S.T., T.A., A.T., M.S., A.K., and S.G. envisioned the study. S.T. and S.G. designed, conducted, and analyzed the nucleic acid magnetocapture, in vitro transcription, and NAAT experiments. T.A. and A.K. designed, conducted, and analyzed the electrochemical measurements. M.S. guided plasmid procurement, microbiology, cell culture, and in vitro transcription. A.T. guided clinical perspectives of molecular diagnosis and requirements in limited-resource settings. S.T., T.A., M.S., A.K., and S.G. wrote the paper. All authors edited and approved the final manuscript.
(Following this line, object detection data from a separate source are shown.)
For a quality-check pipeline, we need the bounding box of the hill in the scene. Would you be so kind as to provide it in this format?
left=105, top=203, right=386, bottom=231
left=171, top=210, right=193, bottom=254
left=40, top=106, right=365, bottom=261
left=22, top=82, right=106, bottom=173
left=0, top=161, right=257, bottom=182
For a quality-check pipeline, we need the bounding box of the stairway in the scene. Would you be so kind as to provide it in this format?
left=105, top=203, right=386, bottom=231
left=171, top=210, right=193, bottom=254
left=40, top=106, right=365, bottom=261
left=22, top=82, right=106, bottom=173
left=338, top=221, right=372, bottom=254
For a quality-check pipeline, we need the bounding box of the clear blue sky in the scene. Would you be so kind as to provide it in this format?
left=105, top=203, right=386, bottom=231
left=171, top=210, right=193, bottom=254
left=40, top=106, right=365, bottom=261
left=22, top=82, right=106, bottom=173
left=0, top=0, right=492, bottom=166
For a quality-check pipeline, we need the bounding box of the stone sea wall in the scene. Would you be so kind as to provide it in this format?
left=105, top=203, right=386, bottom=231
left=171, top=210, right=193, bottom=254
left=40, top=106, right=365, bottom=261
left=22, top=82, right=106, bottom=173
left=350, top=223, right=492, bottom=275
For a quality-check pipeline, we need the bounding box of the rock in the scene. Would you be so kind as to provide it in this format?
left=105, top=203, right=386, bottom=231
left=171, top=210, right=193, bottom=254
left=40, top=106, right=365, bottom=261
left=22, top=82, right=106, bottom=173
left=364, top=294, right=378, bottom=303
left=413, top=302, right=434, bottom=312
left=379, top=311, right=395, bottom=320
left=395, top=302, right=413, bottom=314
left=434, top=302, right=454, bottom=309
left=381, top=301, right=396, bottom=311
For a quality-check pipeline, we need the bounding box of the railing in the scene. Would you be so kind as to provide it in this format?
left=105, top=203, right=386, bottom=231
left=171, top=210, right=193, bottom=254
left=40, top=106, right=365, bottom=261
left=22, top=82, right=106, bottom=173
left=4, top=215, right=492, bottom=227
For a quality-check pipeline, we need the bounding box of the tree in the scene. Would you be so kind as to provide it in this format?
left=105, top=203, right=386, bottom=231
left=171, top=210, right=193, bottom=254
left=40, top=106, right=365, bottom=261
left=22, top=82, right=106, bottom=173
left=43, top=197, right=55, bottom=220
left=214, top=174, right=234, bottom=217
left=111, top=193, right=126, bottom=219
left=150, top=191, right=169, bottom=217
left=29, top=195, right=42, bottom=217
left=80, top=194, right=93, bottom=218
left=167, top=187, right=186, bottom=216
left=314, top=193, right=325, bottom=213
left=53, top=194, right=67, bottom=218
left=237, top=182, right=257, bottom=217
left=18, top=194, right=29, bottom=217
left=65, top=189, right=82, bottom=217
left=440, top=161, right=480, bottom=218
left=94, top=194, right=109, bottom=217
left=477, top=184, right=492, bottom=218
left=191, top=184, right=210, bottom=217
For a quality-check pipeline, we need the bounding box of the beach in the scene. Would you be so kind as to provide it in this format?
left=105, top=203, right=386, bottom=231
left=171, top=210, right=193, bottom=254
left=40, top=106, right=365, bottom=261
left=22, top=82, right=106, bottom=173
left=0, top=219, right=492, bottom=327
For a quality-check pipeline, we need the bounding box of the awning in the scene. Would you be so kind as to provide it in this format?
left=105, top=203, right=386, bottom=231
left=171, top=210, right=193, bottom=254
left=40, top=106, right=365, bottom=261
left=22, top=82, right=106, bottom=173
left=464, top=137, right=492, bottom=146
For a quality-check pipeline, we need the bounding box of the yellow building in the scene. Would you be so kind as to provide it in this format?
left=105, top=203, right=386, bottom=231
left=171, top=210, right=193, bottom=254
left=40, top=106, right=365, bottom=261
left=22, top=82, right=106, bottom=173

Declaration of competing interest

The authors declare the following financial interests/personal relationships which may be considered as potential competing interests: Dr. Souradyuti Ghosh reports financial support was provided by for Nanomission grant. Dr. Souradyuti Ghosh reports financial support was provided by Department of Biotechnology, India grant. Dr. Souradyuti Ghosh has patent #202111028722 pending to Bennett University, India. Dr. Souradyuti Ghosh has patent #202111037358 pending to Bennett University.